Bag of words: Same process - different results

kludikovsky · January 22, 2024, 6:23pm

Bag of word is splitting text differently for no obvious reason. See marked region in attached image.

Background:
I am trying to match bank account data with a member list. Therefore i take some columns from both datsets and try to find similarities.

As part of this process I preprocess the data by combining the columns, convert to document, erase punctuation, and convert the case before I try to create the bag of words.
This is basically identical processing to both datasets.

Expected Behaviour
The document is splitted into terms basically at word-boundary on both documents.

Actual Behaviour
One does split it a word boundaries - where it originated from own field, and was at the first position (single word in the field).

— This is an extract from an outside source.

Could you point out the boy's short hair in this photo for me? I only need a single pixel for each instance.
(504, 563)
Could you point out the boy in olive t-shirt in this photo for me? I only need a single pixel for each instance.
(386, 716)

It does split the word into two terms - where it was part of a longer text and at the end position.

Image of the flows and results

Image of the documents

KNIME 5.2
Linux Mínt 21.2

mlauber71 · January 22, 2024, 11:51pm

@kludikovsky maybe check if you have based all the nodes in the sequence on the previous processed document and not on the original one.

Also maybe provide a sample workflow

kludikovsky · January 23, 2024, 10:33am

Hi @mlauber71,
thanks for your feedback.
Attached the workflow.

Just to make sure that youo can see what the process creates here I also post the results I get.

KNIME_project_Test_BoW.knwf (49.0 KB)

kludikovsky · January 25, 2024, 9:35am

Another one:
To exclude Excel read from the equation, I tought to use .csv-files instead. Same effect.

Next lets take the same input file. Result: stiff different output!!!

Has anybody any idea?

KNIME_project_Test_BoW_V3.knwf (114.9 KB)

kludikovsky · January 25, 2024, 10:35am

For everyone who might get into the same issue.

I finally found the solution:
It’s been the “String to Document” node which caused the differencies in output.
The working part used the “OpenNLP English WordTokenizer”
while the non working part had the “OpenNLP SimpleTokenizer” set.

system · February 1, 2024, 10:35am

This topic was automatically closed 7 days after the last reply. New replies are no longer allowed.